IS4200/CS6200: Information Retrieval

Project 1

Return to basic course information.

Assigned: Thursday, 27 September 2012
Due: Friday, 12 October 2012, 6pm

Students have to submit a hard-copy / paper copy of their report including the details wherever 'To hand in: ' is present in the project problem statement. You can hand it in at Thursday's lecture, or at Madan's office hours on Friday 1-3 and 5:30-6.

The only part that should be emailed is the source code in form of zip file. The zip formats are already mentioned in the first post of 'Submission Guidelines' on Piazza. TAs will schedule a 5 minute demo wherein you may be asked specific questions about your implementation.


PageRank

In this project, you will compute PageRank on a collection of 183,811 web documents. Consider the version of PageRank described in class. PageRank can be computed iteratively as show in the following pseudocode:
// P is the set of all pages; |P| = N
// S is the set of sink nodes, i.e., pages that have no out links
// M(p) is the set of pages that link to page p
// L(q) is the number of out-links from page q
// d is the PageRank damping/teleportation factor; use d = 0.85 as is typical

foreach page p in P
  PR(p) = 1/N                          /* initial value */

while PageRank has not converged do
  sinkPR = 0
  foreach page p in S                  /* calculate total sink PR */
    sinkPR += PR(p)
  foreach page p in P
    newPR(p) = (1-d)/N                 /* teleportation */
    newPR(p) += d*sinkPR/N             /* spread remaining sink PR evenly */
    foreach page q in M(p)             /* pages pointing to p */
      newPR(p) += d*PR(q)/L(q)         /* add share of PageRank from in-links */
  foreach page p
    PR(p) = newPR(p)

return PR

In order to facilitate the computation of PageRank using the above pseudocode, one would ideally have access to an in-link respresentation of the web graph, i.e., for each page p, a list of the pages q that link to p.

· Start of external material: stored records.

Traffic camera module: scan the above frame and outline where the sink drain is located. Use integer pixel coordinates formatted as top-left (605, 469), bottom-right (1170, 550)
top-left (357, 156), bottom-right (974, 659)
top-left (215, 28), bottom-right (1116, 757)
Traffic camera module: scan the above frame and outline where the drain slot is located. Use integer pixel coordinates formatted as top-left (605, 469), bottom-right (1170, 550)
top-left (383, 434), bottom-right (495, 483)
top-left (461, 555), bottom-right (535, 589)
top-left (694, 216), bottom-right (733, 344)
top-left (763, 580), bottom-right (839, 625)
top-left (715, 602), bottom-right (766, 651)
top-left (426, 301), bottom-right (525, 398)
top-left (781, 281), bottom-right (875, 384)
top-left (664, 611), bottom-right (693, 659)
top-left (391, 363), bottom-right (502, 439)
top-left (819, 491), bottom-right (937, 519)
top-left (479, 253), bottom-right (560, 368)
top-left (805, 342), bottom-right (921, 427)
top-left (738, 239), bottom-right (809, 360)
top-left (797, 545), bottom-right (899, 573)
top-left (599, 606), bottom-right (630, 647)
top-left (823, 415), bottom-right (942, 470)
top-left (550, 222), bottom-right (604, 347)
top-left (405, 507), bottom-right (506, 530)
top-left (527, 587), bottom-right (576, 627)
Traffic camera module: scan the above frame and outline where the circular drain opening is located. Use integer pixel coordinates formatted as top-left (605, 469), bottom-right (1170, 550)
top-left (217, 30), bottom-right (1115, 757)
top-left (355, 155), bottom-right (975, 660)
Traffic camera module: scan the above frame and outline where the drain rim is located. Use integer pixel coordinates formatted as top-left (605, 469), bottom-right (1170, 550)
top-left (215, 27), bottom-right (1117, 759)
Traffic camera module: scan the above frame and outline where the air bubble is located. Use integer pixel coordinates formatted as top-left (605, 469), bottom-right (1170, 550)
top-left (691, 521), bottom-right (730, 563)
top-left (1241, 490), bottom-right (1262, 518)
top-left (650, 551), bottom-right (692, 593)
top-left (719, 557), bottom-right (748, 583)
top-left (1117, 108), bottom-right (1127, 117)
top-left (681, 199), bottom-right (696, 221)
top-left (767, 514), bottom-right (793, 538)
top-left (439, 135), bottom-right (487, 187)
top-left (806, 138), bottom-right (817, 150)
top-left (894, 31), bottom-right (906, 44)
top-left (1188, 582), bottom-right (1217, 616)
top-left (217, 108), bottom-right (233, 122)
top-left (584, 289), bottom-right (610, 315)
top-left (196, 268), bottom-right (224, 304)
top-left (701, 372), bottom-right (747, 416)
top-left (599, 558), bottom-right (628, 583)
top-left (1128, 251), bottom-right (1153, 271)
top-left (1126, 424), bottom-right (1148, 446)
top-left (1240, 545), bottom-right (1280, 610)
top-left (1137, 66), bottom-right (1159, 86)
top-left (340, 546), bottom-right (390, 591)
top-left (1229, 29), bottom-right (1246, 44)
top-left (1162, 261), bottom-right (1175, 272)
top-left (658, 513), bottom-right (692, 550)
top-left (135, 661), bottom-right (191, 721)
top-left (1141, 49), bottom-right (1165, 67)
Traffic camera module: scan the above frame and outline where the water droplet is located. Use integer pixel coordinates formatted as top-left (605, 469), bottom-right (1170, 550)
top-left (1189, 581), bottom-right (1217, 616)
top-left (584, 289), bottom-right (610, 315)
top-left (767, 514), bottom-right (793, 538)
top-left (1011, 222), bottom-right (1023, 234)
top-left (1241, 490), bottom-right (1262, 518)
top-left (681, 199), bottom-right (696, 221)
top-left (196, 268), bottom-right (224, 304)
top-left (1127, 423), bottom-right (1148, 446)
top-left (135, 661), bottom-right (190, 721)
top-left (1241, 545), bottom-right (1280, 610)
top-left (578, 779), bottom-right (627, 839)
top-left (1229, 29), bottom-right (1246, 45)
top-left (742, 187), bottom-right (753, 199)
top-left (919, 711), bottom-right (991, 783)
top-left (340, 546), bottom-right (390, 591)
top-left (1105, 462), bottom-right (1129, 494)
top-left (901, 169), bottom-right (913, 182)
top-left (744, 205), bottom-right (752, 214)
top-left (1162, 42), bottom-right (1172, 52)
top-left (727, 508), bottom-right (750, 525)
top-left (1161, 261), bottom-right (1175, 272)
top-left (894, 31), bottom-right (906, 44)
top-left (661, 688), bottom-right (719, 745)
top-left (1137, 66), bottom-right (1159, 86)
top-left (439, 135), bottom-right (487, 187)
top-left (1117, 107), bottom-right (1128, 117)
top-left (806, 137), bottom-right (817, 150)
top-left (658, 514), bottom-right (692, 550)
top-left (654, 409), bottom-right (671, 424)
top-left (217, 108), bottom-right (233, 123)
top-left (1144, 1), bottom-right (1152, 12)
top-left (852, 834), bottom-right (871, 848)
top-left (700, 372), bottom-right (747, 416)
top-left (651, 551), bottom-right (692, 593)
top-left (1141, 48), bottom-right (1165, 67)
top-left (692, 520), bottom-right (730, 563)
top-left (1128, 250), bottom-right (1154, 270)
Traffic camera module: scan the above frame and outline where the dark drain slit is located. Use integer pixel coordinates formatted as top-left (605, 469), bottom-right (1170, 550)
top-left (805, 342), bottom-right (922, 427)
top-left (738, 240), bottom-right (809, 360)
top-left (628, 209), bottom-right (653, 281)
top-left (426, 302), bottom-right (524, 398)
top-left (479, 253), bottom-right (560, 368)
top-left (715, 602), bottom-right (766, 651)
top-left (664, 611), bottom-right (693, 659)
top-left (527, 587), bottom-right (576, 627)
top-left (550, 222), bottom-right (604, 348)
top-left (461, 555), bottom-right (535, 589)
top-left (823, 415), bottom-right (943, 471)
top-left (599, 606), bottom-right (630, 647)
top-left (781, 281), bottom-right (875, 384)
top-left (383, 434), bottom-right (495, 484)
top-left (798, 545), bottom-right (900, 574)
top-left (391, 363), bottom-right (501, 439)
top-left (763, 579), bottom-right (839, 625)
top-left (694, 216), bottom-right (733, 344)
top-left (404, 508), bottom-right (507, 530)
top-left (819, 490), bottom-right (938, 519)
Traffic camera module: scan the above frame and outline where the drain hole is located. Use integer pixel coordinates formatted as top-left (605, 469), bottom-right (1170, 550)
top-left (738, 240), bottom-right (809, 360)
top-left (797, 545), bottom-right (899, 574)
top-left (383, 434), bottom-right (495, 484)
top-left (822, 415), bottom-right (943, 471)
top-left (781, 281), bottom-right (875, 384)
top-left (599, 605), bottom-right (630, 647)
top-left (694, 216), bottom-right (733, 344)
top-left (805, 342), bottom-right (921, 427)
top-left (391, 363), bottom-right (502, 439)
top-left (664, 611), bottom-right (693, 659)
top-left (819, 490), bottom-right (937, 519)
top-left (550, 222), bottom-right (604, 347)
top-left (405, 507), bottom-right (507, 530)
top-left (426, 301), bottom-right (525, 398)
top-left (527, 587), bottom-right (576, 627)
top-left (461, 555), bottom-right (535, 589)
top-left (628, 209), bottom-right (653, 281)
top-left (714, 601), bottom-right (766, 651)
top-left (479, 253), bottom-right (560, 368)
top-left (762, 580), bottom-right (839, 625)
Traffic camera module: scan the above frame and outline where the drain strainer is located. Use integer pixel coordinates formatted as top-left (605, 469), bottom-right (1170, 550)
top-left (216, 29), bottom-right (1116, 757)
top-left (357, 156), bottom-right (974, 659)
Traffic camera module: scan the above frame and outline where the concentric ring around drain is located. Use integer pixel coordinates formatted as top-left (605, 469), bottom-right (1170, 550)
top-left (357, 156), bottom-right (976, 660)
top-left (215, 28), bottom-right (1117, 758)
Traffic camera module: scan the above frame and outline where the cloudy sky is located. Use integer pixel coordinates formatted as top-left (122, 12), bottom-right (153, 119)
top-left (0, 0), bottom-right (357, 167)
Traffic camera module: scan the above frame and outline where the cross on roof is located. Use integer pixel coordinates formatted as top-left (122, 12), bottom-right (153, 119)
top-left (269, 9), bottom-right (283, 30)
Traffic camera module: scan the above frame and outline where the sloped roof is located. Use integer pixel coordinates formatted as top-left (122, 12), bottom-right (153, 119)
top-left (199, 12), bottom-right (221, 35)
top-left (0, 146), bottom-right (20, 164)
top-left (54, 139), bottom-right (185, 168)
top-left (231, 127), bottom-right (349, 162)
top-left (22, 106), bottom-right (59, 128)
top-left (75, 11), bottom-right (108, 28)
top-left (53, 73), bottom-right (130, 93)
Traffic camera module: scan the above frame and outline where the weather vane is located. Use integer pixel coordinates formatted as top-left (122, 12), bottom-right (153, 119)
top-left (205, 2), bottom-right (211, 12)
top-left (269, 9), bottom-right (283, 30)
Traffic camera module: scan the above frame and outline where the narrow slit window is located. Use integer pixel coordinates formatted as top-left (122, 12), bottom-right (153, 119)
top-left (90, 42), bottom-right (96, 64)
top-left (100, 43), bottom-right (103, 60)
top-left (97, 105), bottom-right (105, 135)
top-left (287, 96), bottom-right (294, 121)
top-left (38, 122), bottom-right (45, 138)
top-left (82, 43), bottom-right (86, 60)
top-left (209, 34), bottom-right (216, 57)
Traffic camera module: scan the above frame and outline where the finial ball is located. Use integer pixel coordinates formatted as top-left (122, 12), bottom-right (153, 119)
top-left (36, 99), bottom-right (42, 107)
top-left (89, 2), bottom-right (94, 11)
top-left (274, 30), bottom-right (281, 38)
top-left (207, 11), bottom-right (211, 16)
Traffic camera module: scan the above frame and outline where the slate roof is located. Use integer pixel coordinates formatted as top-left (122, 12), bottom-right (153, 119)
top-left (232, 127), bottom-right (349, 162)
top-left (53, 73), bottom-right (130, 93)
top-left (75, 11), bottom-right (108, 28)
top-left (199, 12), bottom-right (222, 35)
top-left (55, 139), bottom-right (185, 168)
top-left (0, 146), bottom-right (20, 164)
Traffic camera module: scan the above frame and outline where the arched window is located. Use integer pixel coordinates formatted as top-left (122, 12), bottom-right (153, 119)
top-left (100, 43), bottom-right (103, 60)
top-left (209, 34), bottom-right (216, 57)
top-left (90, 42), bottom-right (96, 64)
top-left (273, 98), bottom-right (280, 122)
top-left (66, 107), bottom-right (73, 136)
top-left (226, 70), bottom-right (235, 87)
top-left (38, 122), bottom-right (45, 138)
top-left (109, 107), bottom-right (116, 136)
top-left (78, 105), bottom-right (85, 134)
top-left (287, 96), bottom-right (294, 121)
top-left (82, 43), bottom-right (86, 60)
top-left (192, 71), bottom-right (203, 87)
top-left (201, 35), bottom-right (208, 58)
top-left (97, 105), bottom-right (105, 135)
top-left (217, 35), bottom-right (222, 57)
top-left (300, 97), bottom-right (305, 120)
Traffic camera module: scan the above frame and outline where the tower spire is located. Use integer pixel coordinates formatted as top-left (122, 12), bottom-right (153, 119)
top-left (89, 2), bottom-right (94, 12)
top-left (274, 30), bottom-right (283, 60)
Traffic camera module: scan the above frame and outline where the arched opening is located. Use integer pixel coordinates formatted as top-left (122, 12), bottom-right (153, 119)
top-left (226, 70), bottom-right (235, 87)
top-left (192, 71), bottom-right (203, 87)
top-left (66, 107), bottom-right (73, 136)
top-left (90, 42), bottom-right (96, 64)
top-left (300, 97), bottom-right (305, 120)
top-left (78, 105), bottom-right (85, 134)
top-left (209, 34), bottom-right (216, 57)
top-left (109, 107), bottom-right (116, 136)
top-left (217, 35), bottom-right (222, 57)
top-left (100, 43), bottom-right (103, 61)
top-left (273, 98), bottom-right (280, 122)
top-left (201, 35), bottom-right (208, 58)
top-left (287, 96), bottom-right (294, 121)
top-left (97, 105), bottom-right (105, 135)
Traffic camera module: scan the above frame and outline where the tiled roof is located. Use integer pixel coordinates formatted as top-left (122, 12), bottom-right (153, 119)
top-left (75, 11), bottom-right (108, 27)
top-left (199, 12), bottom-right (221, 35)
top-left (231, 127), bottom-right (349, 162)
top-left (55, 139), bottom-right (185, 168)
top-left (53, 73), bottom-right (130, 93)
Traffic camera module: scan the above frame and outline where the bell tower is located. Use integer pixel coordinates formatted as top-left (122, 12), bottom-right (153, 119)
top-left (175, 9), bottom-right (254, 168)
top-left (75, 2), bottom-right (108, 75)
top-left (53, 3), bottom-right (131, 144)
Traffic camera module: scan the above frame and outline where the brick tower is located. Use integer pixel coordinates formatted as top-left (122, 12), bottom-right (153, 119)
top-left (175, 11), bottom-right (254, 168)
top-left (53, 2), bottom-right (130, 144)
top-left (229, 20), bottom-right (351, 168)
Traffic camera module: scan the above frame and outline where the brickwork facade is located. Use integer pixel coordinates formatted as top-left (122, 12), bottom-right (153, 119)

Consider the following directed graph:

graph

We can represent this graph as follows:

A D E F
B A F
C A B D
D B C
E B C D F
F A B D
where the first line indicates that page A is linked from pages D, E, and F, and so on. Note that, unlike this example, in a real web graph, not every page will have in-links, nor will every page have out-links.

The Project

What to Submit

In addition to the items mentioned above, you should hand in a copy of your code, which should hopefully be relatively short. (The pseudocode for the iterative PageRank algorithm is 10 lines long, as shown above.)